The grades, the after-school clubs, the homework and tests—we all know about them.
But the little things that will save your butt (or not)—well, take it from someone who used to be a student and is now teaching them. They are important.
5. Your Teacher Knows You Didn’t Do the Reading
You avoid eye contact, you shuffle through the book, hoping you can catch a quick few sentences that will catch you up to speed. The thing is, most of you are doing it. And your teacher is up there, at the head of the classroom, watching all of you—we see much more than you think we do. Surprise the heck out of him or her and give them a summary of the reading. They’ll appreciate it more than you know.
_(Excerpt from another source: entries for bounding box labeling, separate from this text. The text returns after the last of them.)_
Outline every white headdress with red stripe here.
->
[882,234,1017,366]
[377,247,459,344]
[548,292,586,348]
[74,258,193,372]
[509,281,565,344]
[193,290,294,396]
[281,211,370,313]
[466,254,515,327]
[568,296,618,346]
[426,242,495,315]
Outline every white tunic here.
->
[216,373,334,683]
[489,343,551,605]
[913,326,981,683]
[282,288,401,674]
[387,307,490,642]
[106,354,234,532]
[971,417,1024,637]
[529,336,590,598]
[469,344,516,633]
4. The Syllabus. No Really, It’s Helpful
There is always a line of students at the end of class or sending emails the night before, asking the teacher questions. But guess what? Most of those things you’re wondering about are already in the syllabus—that group of papers each professor gives you the first day of class. They’ve spent hours putting things in there, and they will appreciate it if you’ve looked their first for the answers. Then when you bring them a question they haven’t already answered several times—they’ll be thrilled.
3. Ditch the Excuses
Sometimes, you just didn’t make it to class. Your alarm didn’t go off, you looked at the clock and said, “Forget it,” or you didn’t do the reading or write the paper right when they asked. Just pick up and do it better the next time. Because, quite frankly, any excuse (unless it’s a real, genuine surprise—hello, broken arm—) is one they’ve not only heard many times, but as a student, probably used themselves. They can see right through it, and you too. Most of us have a sense of humor about it, remembering we were there not so long ago. But don’t expect us to believe it if you don’t believe it either.
2. Make Lots of Friends
They’re going to become your family. It’s them you’ll be spending the endless hours in class with, organizing the study groups at Denny’s with, only to spend most of the time sipping coffee and discussing ideas and conflicts that have nothing to do with the class. They are what make your experience so memorable. You struggle through together, you triumph at the end together. And they’re the ones that will be taking the notes for you because you didn’t set your alarm.
1.Stick It Out
Easier said than done, right? Sure. But honestly, you won’t regret it. College is an experience that you won’t get elsewhere—which isn’t to say that you won’t get good experiences in other places, but it won’t be college. Your undergrad years will be some of the most memorable and amazing of your life—I promise. There’s nothing like that time with your classmates, the choosing the new classes, the reaching that final moment where you are told, “Congratulations.” Embrace it and cherish it. Nothing can replace this experience.